NVIDIA Pascal GPUs is very slow on running CUDA Kernels when using cudaMallocManaged

I was testing the new CUDA 8 along with the Pascal Titan X GPU and is expecting speed up for my code but for some reason it ends up being slower. I am on Ubuntu 16.04.

Here is the minimum code that can reproduce the result

CUDASample.cuh

class CUDASample{
 public:
  void AddOneToVector(std::vector<int> &in);
};

CUDASample.cu

__global__ static void CUDAKernelAddOneToVector(int *data)
{
  const int x  = blockIdx.x * blockDim.x + threadIdx.x;
  const int y  = blockIdx.y * blockDim.y + threadIdx.y;
  const int mx = gridDim.x * blockDim.x;

  data[y * mx + x] = data[y * mx + x] + 1.0f;
}

void CUDASample::AddOneToVector(std::vector<int> &in){
  int *data;
  cudaMallocManaged(reinterpret_cast<void **>(&data),
                    in.size() * sizeof(int),
                    cudaMemAttachGlobal);

  for (std::size_t i = 0; i < in.size(); i++){
    data[i] = in.at(i);
  }

  dim3 blks(in.size()/(16*32),1);
  dim3 threads(32, 16);

  CUDAKernelAddOneToVector<<<blks, threads>>>(data);

  cudaDeviceSynchronize();

  for (std::size_t i = 0; i < in.size(); i++){
    in.at(i) = data[i];
  }

  cudaFree(data);
}

Main.cpp

std::vector<int> v;

for (int i = 0; i < 8192000; i++){
  v.push_back(i);
}

CUDASample cudasample;

cudasample.AddOneToVector(v);

The only difference is the NVCC flag, which for the Pascal Titan X is

-gencode arch=compute_61,code=sm_61-std=c++11;

and for the old Maxwell Titan X is

-gencode arch=compute_52,code=sm_52-std=c++11;

Here are the results for running NVIDIA Visual Profiling.

For the old Maxwell Titan, the time for memory transfer is around 205 ms, and the kernel launch is around 268 us.

For the Pascal Titan, the time for memory transfer is around 202 ms, and the kernel launch is around an insanely long 8343 us, which makes me believe something is wrong.

I further isolate the problem by replacing cudaMallocManaged into good old cudaMalloc and did some profiling and observe some interesting result.

CUDASample.cu

__global__ static void CUDAKernelAddOneToVector(int *data)
{
  const int x  = blockIdx.x * blockDim.x + threadIdx.x;
  const int y  = blockIdx.y * blockDim.y + threadIdx.y;
  const int mx = gridDim.x * blockDim.x;

  data[y * mx + x] = data[y * mx + x] + 1.0f;
}

void CUDASample::AddOneToVector(std::vector<int> &in){
  int *data;
  cudaMalloc(reinterpret_cast<void **>(&data), in.size() * sizeof(int));
  cudaMemcpy(reinterpret_cast<void*>(data),reinterpret_cast<void*>(in.data()), 
             in.size() * sizeof(int), cudaMemcpyHostToDevice);

  dim3 blks(in.size()/(16*32),1);
  dim3 threads(32, 16);

  CUDAKernelAddOneToVector<<<blks, threads>>>(data);

  cudaDeviceSynchronize();

  cudaMemcpy(reinterpret_cast<void*>(in.data()),reinterpret_cast<void*>(data), 
             in.size() * sizeof(int), cudaMemcpyDeviceToHost);

  cudaFree(data);
}

For the old Maxwell Titan, the time for memory transfer is around 5 ms both ways, and the kernel launch is around 264 us.

For the Pascal Titan, the time for memory transfer is around 5 ms both ways, and the kernel launch is around 194 us, which actually results in the performance increase I am hoping to see…

Why is Pascal GPU so slow on running CUDA kernels when cudaMallocManaged is used?
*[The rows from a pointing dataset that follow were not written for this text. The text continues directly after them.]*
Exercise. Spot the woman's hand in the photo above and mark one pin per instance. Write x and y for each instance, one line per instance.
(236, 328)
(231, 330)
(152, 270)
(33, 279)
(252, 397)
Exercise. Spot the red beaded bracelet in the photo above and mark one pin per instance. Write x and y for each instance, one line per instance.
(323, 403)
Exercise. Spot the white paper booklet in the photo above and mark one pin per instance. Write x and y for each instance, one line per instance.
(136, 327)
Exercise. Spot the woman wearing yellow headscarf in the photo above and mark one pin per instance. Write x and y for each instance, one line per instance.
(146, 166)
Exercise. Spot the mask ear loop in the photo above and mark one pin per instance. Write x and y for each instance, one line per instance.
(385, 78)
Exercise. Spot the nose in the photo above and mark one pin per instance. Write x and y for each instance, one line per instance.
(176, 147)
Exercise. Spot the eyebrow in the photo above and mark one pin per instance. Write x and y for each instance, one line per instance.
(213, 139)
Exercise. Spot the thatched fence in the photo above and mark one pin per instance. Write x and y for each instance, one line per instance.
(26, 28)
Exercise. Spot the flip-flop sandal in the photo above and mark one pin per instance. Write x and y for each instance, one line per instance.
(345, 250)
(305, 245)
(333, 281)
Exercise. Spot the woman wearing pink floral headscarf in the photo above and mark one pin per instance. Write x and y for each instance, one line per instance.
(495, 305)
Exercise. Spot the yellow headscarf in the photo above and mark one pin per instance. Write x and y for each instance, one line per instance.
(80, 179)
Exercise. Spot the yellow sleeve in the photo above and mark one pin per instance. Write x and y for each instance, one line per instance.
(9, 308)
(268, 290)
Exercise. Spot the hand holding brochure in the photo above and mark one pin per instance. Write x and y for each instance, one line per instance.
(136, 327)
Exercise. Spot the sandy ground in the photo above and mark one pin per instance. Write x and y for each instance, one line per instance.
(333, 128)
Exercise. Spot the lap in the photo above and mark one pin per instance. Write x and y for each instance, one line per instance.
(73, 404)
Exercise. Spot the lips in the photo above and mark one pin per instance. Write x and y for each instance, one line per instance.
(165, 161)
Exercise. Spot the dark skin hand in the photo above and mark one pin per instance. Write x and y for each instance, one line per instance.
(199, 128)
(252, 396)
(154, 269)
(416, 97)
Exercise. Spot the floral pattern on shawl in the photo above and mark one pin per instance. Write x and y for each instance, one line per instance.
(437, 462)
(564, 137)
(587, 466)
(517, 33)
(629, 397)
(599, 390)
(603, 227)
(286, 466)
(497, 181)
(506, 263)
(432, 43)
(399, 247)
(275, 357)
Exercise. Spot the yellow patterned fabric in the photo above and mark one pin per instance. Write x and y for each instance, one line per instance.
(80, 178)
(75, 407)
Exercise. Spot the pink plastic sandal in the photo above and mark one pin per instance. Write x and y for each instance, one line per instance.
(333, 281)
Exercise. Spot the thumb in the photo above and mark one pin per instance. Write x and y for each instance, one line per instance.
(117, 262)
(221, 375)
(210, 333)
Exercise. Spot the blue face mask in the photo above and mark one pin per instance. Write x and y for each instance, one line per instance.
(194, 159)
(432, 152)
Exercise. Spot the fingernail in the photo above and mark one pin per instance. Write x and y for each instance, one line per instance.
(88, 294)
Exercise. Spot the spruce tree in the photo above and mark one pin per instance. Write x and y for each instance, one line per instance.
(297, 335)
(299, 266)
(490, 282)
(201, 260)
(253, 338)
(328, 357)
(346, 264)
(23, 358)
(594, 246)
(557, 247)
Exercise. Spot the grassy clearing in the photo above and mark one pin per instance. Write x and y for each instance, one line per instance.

It will be a travesty if I have to revert all my existing code that uses cudaMallocManaged into cudaMalloc. This experiment also shows that the memory transfer time using cudaMallocManaged is a lot slower than using cudaMalloc, which also feels like something is wrong. If using this results in a slow run time even the code is easier, this should be unacceptable because the whole purpose of using CUDA instead of plain C++ is to speed things up. What am I doing wrong and why am I observing this kind of result?

Just to clarify: By “new CUDA 8” you are referring to the final release of CUDA 8.0 that shipped on Wednesday 9/28/2016? And the comparison between Maxwell Titan X and Pascal Titan X used a controlled experiment (the exact same software was used, and the exact same host computer, only the GPU was swapped)?

Yes the final release of CUDA 8 that shipped on Wednesday. Exact same computer. Exact same code. Only GPU swapped.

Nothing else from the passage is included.